Пока мы ремонтировали полуподвал, мы часто спорили о том, как назвать наш магазин.

Сеня говорил:

– «Золотой дублон»!

– Плохо – как будто казино открываем, – ответил я. – Давай лучше «Два ассария».

– Могут не так понять. Подумают ещё, что мы сектанты, – сказал Сеня и предложил: – «Червонец».

– Похоже на магазин уценённых товаров, – сказал я и выдал свой вариант: – «Золотой червонец».

– Уже есть такой, – с завистью произнёс Сеня.

Действительно, магазин с таким названием давно открылся в городе. Более того, он существовал рядом с нами. Невероятным образом он выжил в серой громаде, где во множестве гнездились суетливые офисы. Чтоб найти этот магазинчик, приходилось идти по длинным коридорам, подниматься и спускаться по лестницам, открывать бесчисленные двери. По коридорам сновали секретарши с бумагами в руках, на каблуках и в узких юбках, а из каждой комнаты трезвонили телефоны и жужжали принтеры.

Магазином управлял тихий маленький человек по имени Андрей. У него была большая круглая голова, пепельные волосы и такие влажные задумчивые глаза, будто он только что посмотрел глупое грустное кино и фильм его задел, и теперь Андрею неловко за свалившуюся на него печаль.

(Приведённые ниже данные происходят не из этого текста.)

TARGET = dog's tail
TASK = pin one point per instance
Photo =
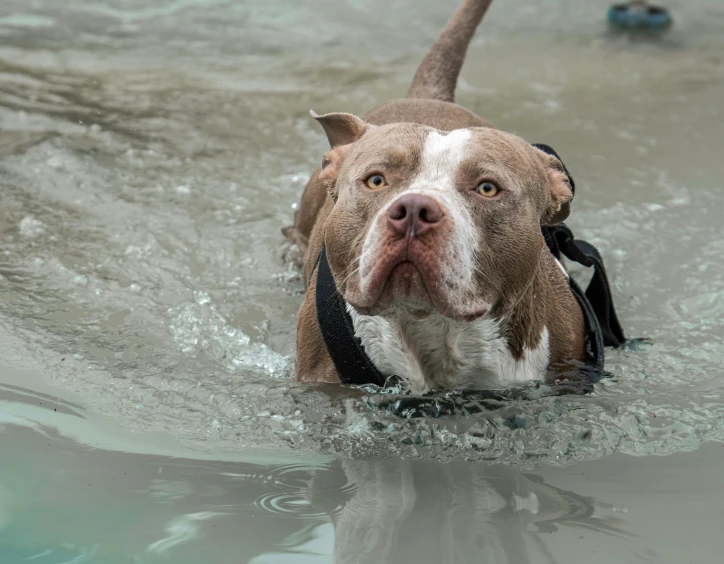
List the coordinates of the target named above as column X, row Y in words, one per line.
column 437, row 75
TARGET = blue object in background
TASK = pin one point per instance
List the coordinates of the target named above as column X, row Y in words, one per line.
column 652, row 18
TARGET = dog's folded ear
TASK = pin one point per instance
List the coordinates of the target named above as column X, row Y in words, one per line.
column 342, row 130
column 560, row 190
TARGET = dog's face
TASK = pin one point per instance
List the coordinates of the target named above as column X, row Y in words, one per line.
column 427, row 220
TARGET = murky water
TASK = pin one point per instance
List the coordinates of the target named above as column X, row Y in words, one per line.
column 150, row 154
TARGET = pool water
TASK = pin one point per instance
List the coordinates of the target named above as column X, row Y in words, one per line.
column 150, row 155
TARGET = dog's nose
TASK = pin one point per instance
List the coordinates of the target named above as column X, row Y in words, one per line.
column 414, row 214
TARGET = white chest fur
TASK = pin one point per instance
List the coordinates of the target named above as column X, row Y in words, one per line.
column 440, row 353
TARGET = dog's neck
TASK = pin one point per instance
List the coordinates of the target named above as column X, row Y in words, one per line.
column 436, row 352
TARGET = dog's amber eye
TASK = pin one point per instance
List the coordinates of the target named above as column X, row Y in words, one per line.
column 487, row 189
column 376, row 181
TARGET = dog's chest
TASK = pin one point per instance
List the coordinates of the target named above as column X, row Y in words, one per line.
column 439, row 353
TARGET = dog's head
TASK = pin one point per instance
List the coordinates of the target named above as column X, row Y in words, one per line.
column 430, row 220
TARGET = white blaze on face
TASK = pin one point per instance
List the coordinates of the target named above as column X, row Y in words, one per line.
column 441, row 158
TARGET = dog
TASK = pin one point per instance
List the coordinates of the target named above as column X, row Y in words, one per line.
column 430, row 219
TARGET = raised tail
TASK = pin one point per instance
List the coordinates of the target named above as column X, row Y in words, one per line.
column 437, row 75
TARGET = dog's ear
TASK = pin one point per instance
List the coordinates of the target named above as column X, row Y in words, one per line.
column 342, row 130
column 560, row 190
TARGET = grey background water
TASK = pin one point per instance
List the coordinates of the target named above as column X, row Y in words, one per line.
column 150, row 154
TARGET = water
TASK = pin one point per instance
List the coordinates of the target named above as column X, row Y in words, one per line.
column 149, row 157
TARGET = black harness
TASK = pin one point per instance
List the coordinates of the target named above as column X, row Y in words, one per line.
column 602, row 325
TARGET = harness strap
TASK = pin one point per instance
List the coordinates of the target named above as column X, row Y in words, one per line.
column 598, row 294
column 344, row 347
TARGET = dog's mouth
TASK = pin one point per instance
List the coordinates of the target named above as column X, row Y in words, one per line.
column 409, row 279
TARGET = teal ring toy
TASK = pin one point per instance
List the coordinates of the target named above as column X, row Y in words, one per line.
column 652, row 18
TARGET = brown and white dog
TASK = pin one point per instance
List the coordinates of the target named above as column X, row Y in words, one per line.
column 431, row 219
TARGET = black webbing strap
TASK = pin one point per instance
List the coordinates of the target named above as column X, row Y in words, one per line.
column 560, row 240
column 344, row 347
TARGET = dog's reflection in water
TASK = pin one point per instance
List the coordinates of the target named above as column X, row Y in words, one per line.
column 425, row 512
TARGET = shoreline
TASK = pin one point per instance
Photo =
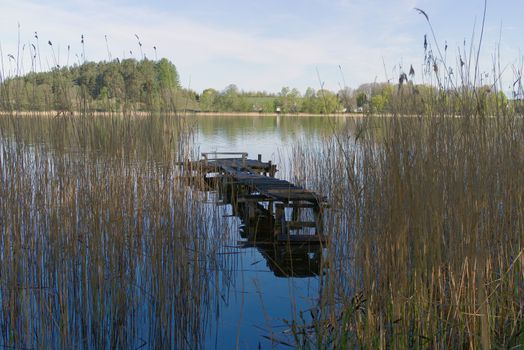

Когда я забредал в «Золотой червонец» – чаще всего просто порыться в коробках с дешёвкам и поболтать с покупателями, – я наблюдал за Андреем, размышляя, что же это за человек. Когда я видел таких неловких людей, мне казалось, что в прошлом они стали свидетелями настоящих трагедий. Про Андрея я думал так: он бывший афганский офицер. Пыль, седые горы, кишлаки, затем – поверженный варварской пулей друг. Далее – развод с женой и одинокая жизнь. Он влюблён в Африку и Азию и поэтому собирает экзотические монеты (Андрей и вправду их собирал). И по вечерам он изучает историю мусульманских держав на просторах Евразии, и сам даже не догадывается, что он, словно римский центурион, всего пару десятков лет назад прокладывал дорогу империи. И этот выдуманный сюжет окрашивался в моём беспокойном мозгу в чёрный цвет и охру – цвета, какими древние греки рисовали сражения, богов и героев на вазах, – и трагедия, с Андреем произошедшая, становилась беспощадной и необоримой. Но я догадывался, что все эти краски и картины живут только в моей голове, поэтому я печалился, и трагедия получала ещё одно измерение. И я возмущался, как с Андреем, с человеком, пережившим такие события, все так запросто обращаются.

– Андрюх, сделай скидочку, – говорил толстый мужик в пропотевшей белой футболке. Он щупал и чуть ли не нюхал серебряную монету.

Вдруг Андрей побледнеет и спустит с лестницы этого наглеца – я с нетерпением ждал от него такого поступка. Но Андрей рассматривал под лупой новый товар и лишь кивал толстяку в ответ.

Так вот, Андрей стал нашим конкурентом. Он забеспокоился. Под его глазами залегла тревожная тень. Он приходил к нам – человечек в аккуратной рубашке и брюках, с круглым лицом, в руках – бумажный стакан с кофе. Погружённый в хмурую грусть, он окидывал взглядом разгром, что мы учинили в нашем полуподвале: деревянный ящик с гвоздями, куча досок, свежая побелка на стенах, антикварная люстра, только что подвешенная к потолку, гора мусора в углу, снятая с петель старая дверь с дырой.

Андрей попивал кофе. Иногда он то доску подавал, то советовал, как лучше крепить полку, а то просто брал из коробки на полу фарфоровую статуэтку китайца и долго её рассматривал.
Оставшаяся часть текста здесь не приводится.